En écrivant cette pièce, Gotthold Ephraïm Lessing brosse un hymne à la tolérance, d’autant qu’il clôt une querelle théologique dont il avait du mal à sortir. Son adversaire, le pasteur Gœze, ressemble trait pour trait au patriarche de Jérusalem qu’il serait plus honnête d’appeler grand inquisiteur. C’est Dominique Vasserot qui campe ce terrible personnage, face au jeune templier, silhouette mince et personnalité qui flotte. Au départ, il est taciturne et en impose, mais habité par l’amour, il devient fragile et prêt à tout renier, n’hésitant pas se jeter aux pieds de ceux qu’il supplie. Déchiré, mais la voix dans le masque et le geste vif, Alexandre de Pardailhan n’en est pas moins convaincant. Ses traits ressemblent étrangement à ceux de Bernard de Clairvaux, or c’est saint Bernard qui a créé les templiers avec, pour mission initiale, de protéger les voyageurs et les pèlerins en Palestine. Nathan distille un superbe discours que l’on doit à Pierre Sourdive. Il se dégage de lui une sérénité et un recul qui nous laisse coi. Dans son ombre, Daja, la servante chrétienne. Le rôle est confié à Monique Lancel, énigmatique à souhait. Elle semble ne rien voir dans la maison, mais sait parler quand il le faut. C’est elle qui livre le premier secret…

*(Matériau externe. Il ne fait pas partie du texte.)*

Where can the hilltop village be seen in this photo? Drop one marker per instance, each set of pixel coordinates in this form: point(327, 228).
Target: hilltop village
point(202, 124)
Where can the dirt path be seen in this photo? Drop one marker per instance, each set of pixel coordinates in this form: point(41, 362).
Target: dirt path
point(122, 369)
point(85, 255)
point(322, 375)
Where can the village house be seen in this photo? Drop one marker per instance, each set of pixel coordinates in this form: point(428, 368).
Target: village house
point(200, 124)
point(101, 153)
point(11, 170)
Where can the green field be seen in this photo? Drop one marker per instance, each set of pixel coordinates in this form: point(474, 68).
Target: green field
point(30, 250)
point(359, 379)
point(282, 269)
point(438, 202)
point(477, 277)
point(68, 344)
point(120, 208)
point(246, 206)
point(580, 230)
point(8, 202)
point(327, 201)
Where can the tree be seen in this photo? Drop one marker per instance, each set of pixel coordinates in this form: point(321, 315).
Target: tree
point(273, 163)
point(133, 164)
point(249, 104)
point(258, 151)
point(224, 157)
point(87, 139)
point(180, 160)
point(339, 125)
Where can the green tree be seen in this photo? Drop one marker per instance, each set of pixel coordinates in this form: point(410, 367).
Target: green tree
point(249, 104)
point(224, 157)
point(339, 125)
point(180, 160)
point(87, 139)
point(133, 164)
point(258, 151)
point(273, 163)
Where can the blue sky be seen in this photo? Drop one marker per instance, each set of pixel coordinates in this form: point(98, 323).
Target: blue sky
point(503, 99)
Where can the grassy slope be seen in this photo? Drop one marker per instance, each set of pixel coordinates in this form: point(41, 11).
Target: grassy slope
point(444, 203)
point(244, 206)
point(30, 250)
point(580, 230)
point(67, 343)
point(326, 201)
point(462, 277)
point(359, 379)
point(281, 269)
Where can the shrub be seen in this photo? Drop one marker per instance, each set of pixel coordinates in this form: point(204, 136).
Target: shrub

Saladin, le charismatique Saladin, a des réminiscences d’Octave du Cinna de Corneille. Il rend la justice, en bon fils de l’Islam, mais c’est avant tout un chef. Lui aussi est la proie d’un secret et d’un trouble qu’on en connaîtra qu’à la fin – d’où sa retenue. Il nous est. Moa Abad est parfait dans ce registre, avec une libération étonnante à la dernière scène. Hélène Robin est une Sittah réservée, pétrie de dignité mais combien efficace dans les conseils qu’elle donne à son frère, le sultan. La fraîcheur de Recha c’est celle de Selma Noret-Terraz. Elle est partagée entre l’amour pour son père adoptif Nathan et son attirance pour le chevalier blanc… Le frère lai, encapuchonné, ne fait qu’une apparition, mais elle est de taille. Comme Daja, c’est une des pièces majeures de l’intrigue. A Joseph Dekkers, ce rôle essentiel. Le derviche Ali-Hafi tourne sur lui-même du début à la fin, au sens propre et figuré : il est vraiment dans les mains de Saladin et celui-ci joue avec lui. Le rôle tenu par Bernard Lefebvre est plus important que l’on peut le penser. Lessing, aux trois religions campées sur scène, en ajoute une quatrième : celle de Zarathoustra. Or, cette vieille religion du feu, chaque fois qu’on l’évoquait au XVIIIe siècle, faisait référence à la franc-maçonnerie à laquelle d’ailleurs Lessing appartenait, tout comme celui qui sera son disciple, Gœthe.

Mais revenons à la mise en scène de notre pièce ! On la doit à Jean-Luc Jeener en personne – lui qui dirige et anime le Théâtre du Nord-Ouest. Elle est sobre, précise, avec une direction d’acteurs parfaite. Il n’était pas facile de monter un œuvre aussi foisonnante et d’en trouver l’adaptation conforme au goût français. Bref, ce fut un peu une gageure, mais on ne s’en rend pas compte, car le spectateur est tenu en haleine du début à la fin.